Oh, hell if I know, and I'm even less sure that I care. I fear this will be the reaction of all those comics fans like myself who were eagerly anticipating the start of the six-part "Tenth Circle" storyline written by John Byrne and Chris Claremont and drawn by Byrne and Jerry Ordway. It seemed like the very recipe for success that this book has been needing. But in retrospect, so did Denny O'Neill's contribution to the book, and I haven't heard any hurrahs about that, either.
For one thing, this hardly seems like an issue of JLA at all. The book opens with a three-thousand year old Native American shaman named Manitou Raven - I kid you not - prophesying a great evil hunting across the land, just before he's swallowed up by a swarm of shadow bats. Having just panned the first issue of the new ALPHA FLIGHT series last week, I couldn't help thinking that this played out like an opening scene from an issue of Byrne's original ALPHA FLIGHT series, even down to the character's penchant for wasting his last words on exposition. It could equally have fit into the opening of an X-MEN book from the 80s - the exposition at the beginning is certainly wordy enough for one. It sets an odd tone for the rest of the book - even as the scene switches to Gotham and encounter Batman discovering the aforementioned murdered girl, you get the feeling that you're not reading JLA but the first issue of some crossover in which the Marvel side of the team-up has not yet shown up.
Probably best that they don't show, though, as they'd be signing on for an overly complicated and somewhat illogical story, with characterizations that are just that little bit off. (Ray Palmer, for example, doesn't know what ViCAP, the federal criminal database, is. How long has he been in this biz, anyway?) The JLA's activities are being watched by some mysterious group but we're given no clues as to who they are, which is bad enough. Even worse: the only way I knew they were watching all this is from the advance press for this storyline, since there's nothing to indicate this in the script itself. And then there's the villain of the piece, a vampire named - wait for it - Crucifer. And just when you think things couldn't get worse, the mind-controlled Superman is bitten by said Crucifer because, as the vampire explains, Superman is vulnerable to all things mystical. Now I know how all those Thor fans felt - not only does this stagger credulity, it's simply dumb.

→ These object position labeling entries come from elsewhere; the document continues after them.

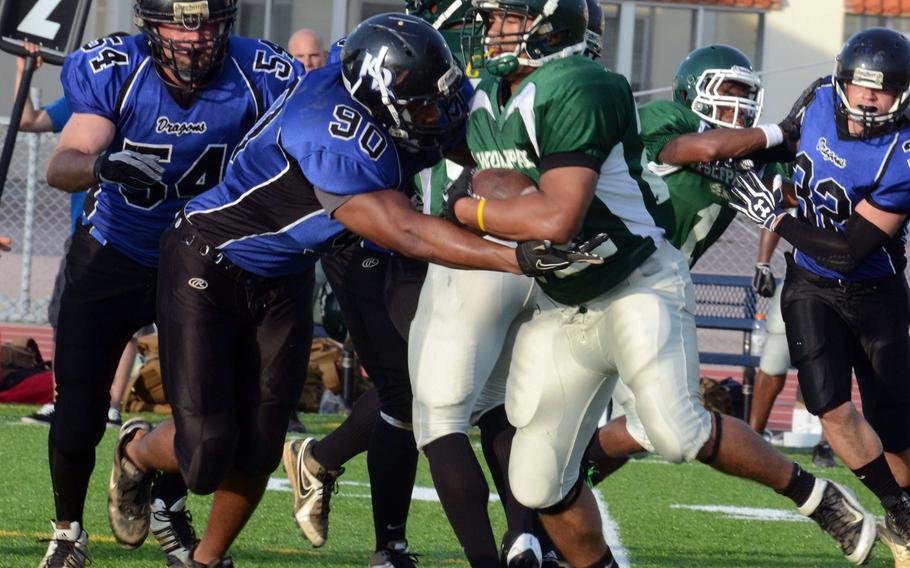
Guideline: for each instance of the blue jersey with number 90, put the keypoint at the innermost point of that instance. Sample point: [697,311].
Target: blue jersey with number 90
[316,144]
[114,77]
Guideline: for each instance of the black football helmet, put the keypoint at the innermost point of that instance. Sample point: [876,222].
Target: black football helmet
[595,30]
[876,58]
[193,63]
[403,72]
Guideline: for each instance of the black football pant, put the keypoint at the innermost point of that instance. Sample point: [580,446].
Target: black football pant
[106,299]
[234,351]
[837,328]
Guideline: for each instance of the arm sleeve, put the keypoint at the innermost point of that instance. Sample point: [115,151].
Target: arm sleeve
[662,121]
[59,113]
[87,91]
[841,252]
[893,195]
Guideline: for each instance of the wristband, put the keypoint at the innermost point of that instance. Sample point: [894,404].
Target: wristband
[480,207]
[773,134]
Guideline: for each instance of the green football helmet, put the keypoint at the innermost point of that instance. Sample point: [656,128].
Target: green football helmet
[552,29]
[702,73]
[441,14]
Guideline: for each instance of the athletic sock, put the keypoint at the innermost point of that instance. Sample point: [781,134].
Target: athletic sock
[70,474]
[463,492]
[800,487]
[169,487]
[352,437]
[496,440]
[392,464]
[877,476]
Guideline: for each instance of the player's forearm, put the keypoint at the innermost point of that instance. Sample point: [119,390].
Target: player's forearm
[437,241]
[529,217]
[712,145]
[767,242]
[71,171]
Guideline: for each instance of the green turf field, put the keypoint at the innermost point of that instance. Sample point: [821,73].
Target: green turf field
[664,515]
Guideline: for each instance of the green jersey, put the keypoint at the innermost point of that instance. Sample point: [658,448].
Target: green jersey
[574,112]
[698,211]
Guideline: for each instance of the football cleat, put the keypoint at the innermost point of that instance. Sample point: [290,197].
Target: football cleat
[520,551]
[173,529]
[895,530]
[900,548]
[838,513]
[312,485]
[129,491]
[396,555]
[67,548]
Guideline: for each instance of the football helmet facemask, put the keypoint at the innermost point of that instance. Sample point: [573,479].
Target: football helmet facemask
[193,63]
[402,71]
[876,58]
[698,82]
[549,29]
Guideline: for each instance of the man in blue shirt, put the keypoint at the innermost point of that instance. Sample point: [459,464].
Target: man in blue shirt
[330,163]
[845,298]
[156,117]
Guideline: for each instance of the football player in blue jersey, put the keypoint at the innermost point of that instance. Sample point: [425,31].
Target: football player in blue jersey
[329,163]
[845,298]
[156,117]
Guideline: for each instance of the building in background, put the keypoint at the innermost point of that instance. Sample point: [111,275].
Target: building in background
[791,41]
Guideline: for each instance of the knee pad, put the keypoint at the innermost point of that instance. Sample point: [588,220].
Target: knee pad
[570,498]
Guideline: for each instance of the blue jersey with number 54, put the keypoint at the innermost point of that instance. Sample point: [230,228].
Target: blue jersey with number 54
[316,148]
[115,78]
[833,174]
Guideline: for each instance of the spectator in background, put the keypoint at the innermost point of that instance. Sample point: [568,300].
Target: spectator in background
[53,118]
[306,46]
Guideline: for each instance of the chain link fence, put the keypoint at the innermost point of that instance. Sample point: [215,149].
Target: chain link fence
[36,216]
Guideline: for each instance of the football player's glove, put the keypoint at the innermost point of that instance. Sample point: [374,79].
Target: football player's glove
[128,169]
[537,258]
[458,189]
[763,282]
[756,201]
[792,123]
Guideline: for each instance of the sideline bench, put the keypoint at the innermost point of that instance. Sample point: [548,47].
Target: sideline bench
[728,303]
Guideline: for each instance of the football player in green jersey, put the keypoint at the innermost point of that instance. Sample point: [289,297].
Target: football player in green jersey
[712,118]
[572,127]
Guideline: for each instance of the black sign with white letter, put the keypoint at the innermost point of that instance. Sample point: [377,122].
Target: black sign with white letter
[55,25]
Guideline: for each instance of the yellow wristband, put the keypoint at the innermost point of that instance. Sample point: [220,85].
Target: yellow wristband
[480,207]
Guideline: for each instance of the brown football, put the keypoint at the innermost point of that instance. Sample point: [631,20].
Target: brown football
[501,183]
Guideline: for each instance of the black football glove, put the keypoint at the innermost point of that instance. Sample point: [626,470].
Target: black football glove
[792,123]
[128,169]
[537,258]
[756,201]
[763,282]
[458,189]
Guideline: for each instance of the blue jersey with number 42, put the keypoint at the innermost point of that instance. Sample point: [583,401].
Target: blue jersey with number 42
[832,175]
[316,144]
[114,77]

The only real positive here is the artwork, but even that is uneven. There's a certain amount of pleasure in seeing Superman drawn by Byrne again, for instance. Readers of the JUST IMAGINE STAN LEE WITH JOHN BYRNE CREATING ROBIN will have trouble shaking off flashbacks to that book, though, especially when the purple clad teenagers in Crucifer's cult (if such it is) show up. Additionally, many of the layouts have to compete with the excessive amount of verbiage on each page - another element of those old X-MEN books that long-time fans conveniently forget when they wax nostalgic over them without actually rereading them. In short, this first issue of the "Tenth Circle" saga is a confused mess, and it doesn't bode well for the future of the storyline. Oh, well - at least we'll only get six issues of it. Perhaps the hundredth issue will finally bring something worth reading this series again for.